If the company’s coincidental efforts to convince (pay off) holders of its convertible debt to convert common stock is also successful, Ford will reduce its debt from nearly $26 billion to less than $15 billion, and will reduce its annual servicing costs by more than $200 million. Outstanding common shares would increase from 2.33 billion to as much as 2.86 billion.
DROOM or Doom?
The incentives for Ford to aggressively reduce debt by using up cash on the balance sheet would normally be offset by the chances such cash would be needed to fund operations until conditions improve. Many businesses, large and small, have failed because managers didn’t follow a simple axiom: DROOM. Don’t run out of money. However, in Ford’s case, DROOM doesn’t now exist. Ford can reduce its cash cushion to otherwise imprudent levels because the federal government is expected to provide new debt if needed. However, if the company’s prospects improve from here, Ford’s debt retirement at less than 50% of par looks like sheer genius.
Trust Preferred Still Preferred
At the same time the company announced these debt reduction programs, it announced deferment of payments to its cumulative convertible trust preferred shares (F-PS), which I wrote about here.
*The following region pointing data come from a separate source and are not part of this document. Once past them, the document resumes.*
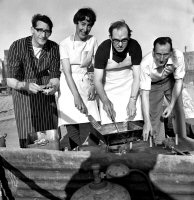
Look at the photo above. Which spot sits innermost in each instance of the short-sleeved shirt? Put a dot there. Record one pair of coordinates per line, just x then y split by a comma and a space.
150, 73
103, 53
74, 50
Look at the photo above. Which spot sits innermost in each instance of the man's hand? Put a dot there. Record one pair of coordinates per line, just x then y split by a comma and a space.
79, 104
51, 87
125, 62
108, 107
147, 130
32, 88
131, 109
91, 93
167, 111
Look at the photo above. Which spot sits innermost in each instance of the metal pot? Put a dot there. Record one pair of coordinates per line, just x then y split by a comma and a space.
128, 132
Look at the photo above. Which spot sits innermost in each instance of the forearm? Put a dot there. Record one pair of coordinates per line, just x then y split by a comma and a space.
135, 88
176, 91
100, 91
145, 106
15, 84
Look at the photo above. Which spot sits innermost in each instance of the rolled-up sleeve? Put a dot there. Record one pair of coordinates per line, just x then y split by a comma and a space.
145, 78
179, 72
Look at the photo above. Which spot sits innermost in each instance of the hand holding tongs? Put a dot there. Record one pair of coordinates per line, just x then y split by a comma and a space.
115, 124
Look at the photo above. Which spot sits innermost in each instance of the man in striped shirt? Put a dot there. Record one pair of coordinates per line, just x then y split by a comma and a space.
34, 64
162, 73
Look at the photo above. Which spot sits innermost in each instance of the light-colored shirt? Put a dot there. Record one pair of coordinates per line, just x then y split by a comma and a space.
76, 51
151, 73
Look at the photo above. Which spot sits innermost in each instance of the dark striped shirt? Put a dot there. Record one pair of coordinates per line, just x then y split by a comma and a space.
33, 112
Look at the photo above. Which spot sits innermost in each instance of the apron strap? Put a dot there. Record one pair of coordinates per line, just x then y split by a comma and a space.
163, 80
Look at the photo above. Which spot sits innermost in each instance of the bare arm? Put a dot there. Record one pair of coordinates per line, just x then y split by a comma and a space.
147, 128
79, 104
98, 82
175, 94
131, 107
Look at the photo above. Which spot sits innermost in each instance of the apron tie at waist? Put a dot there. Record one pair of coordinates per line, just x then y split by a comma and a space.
163, 80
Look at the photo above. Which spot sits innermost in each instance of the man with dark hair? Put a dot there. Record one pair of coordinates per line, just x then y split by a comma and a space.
162, 73
34, 64
116, 75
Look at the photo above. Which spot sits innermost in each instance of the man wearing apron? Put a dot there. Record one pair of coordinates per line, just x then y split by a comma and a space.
116, 75
162, 73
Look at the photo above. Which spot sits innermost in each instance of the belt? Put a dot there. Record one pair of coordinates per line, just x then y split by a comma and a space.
163, 80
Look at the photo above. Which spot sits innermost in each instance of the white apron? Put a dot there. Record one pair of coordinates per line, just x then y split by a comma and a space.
68, 113
117, 86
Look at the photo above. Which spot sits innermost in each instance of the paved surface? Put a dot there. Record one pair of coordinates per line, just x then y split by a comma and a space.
7, 121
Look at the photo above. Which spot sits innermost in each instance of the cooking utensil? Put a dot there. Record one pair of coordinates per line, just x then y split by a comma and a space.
94, 123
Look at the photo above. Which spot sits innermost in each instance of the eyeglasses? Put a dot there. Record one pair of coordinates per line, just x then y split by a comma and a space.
123, 41
160, 55
41, 31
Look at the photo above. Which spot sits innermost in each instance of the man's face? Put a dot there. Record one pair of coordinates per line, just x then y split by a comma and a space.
120, 39
83, 28
161, 54
40, 34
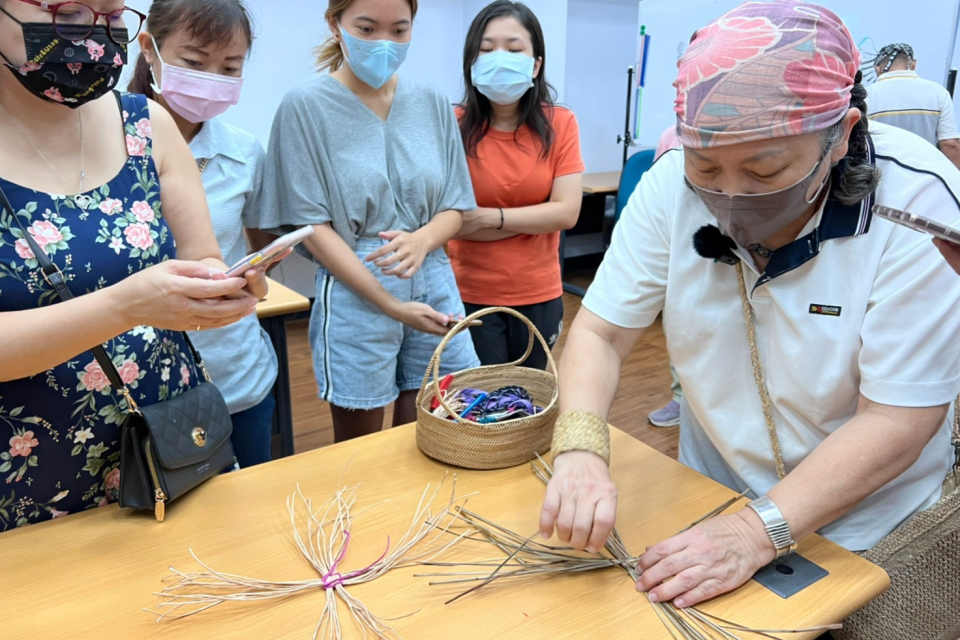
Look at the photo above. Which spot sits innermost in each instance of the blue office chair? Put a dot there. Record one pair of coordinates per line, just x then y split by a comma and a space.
638, 164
F-PS, which is convertible into 2.8249 common shares, has since traded in near-lockstep with the common. Based on current prices (F-PS=8.33, F=2.90), the preferred is very preferable to the common, as it:
- Will be paid dividends of 26.5% if the company survives;
- Is convertible to common stock and so will share any common stock price appreciation; and
- Is higher in the capital structure, though this likely doesn’t matter.
[Before investing in F-PS, please understand the tax implications during the deferment period, which are discussed in my article cited above, elsewhere in Seeking Alpha, and on discussion forums at other sites. You may wish to consider buying this issue in a retirement account.]
Last time I pointed out that because the common and preferred were trading so closely to the conversion rate, shorting the common while buying the preferred was interesting. A commenter noted that the Ford shares are expensive to borrow, as bondholders who had agreed to a debt-common conversion had soaked up available shares to lock in the cash value of their transactions. As these transactions are closed, and Ford common becomes more readily short-able, it will be interesting to see if the price ratio remains so close to the conversion ratio.
While F-PS continues to look good as Ford continues to improve its chances of being a survivor (perhaps the survivor), the arbitrage play's elimination of bankruptcy risk may very well be the smarter way forward.